CAD 【2025】ライノセラスをiPadで使う手順を解説!注意点も紹介!

【2026】ライノセラスをiPadで使う手順を解説!注意点も紹介!

ライノセラスは、工業デザインや自動車デザインなどを中心に導入されている3Dモデリングソフトです。
ライノセラスは汎用性が高く、さまざまな業界での利用が進んでいるだけに、どこでも簡単に持ち運びが可能なiPadで利用したい方も多いのではないでしょうか。

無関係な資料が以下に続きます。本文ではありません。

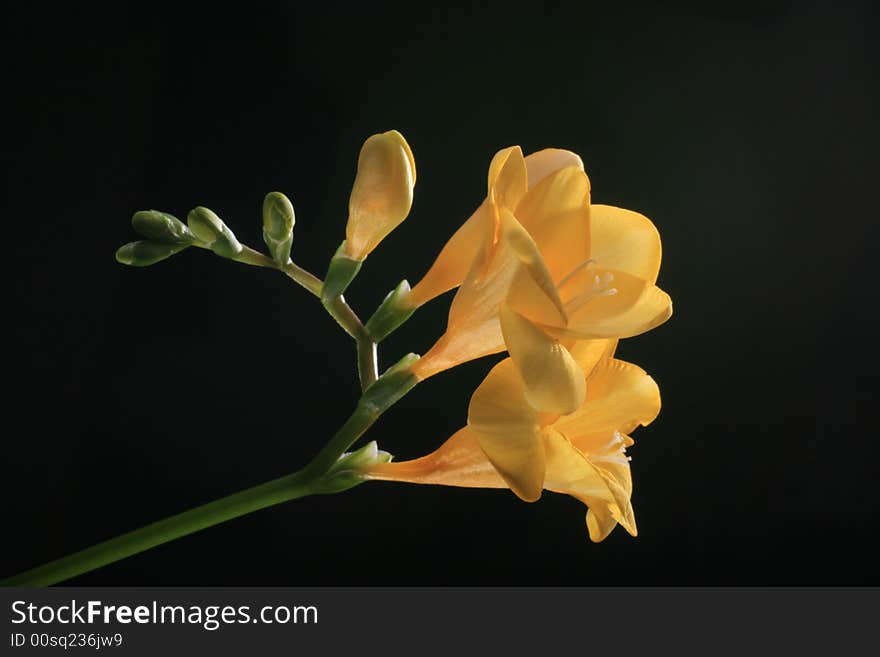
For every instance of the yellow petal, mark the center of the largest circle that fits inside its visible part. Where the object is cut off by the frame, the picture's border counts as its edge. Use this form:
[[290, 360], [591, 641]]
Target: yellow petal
[[570, 471], [458, 462], [608, 303], [620, 396], [549, 160], [382, 194], [506, 428], [454, 261], [508, 180], [626, 241], [532, 292], [554, 383], [588, 353], [513, 271], [556, 213]]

本記事ではiPad版のライノセラスを詳しく紹介し、使う手順や注意点も紹介するので、iPadでの利用を検討中の方は参考にしてください。

iPad版のライノセラスとは

iPad向けのフル機能版のライノセラスは現在はまだ提供されておらず、「iRhino 3D」というビューアアプリがライノセラスのiPad版として使用されています。iRhino 3DはRhinoで作成した、3dm形式の3DモデルをiPad上で閲覧するためのアプリです。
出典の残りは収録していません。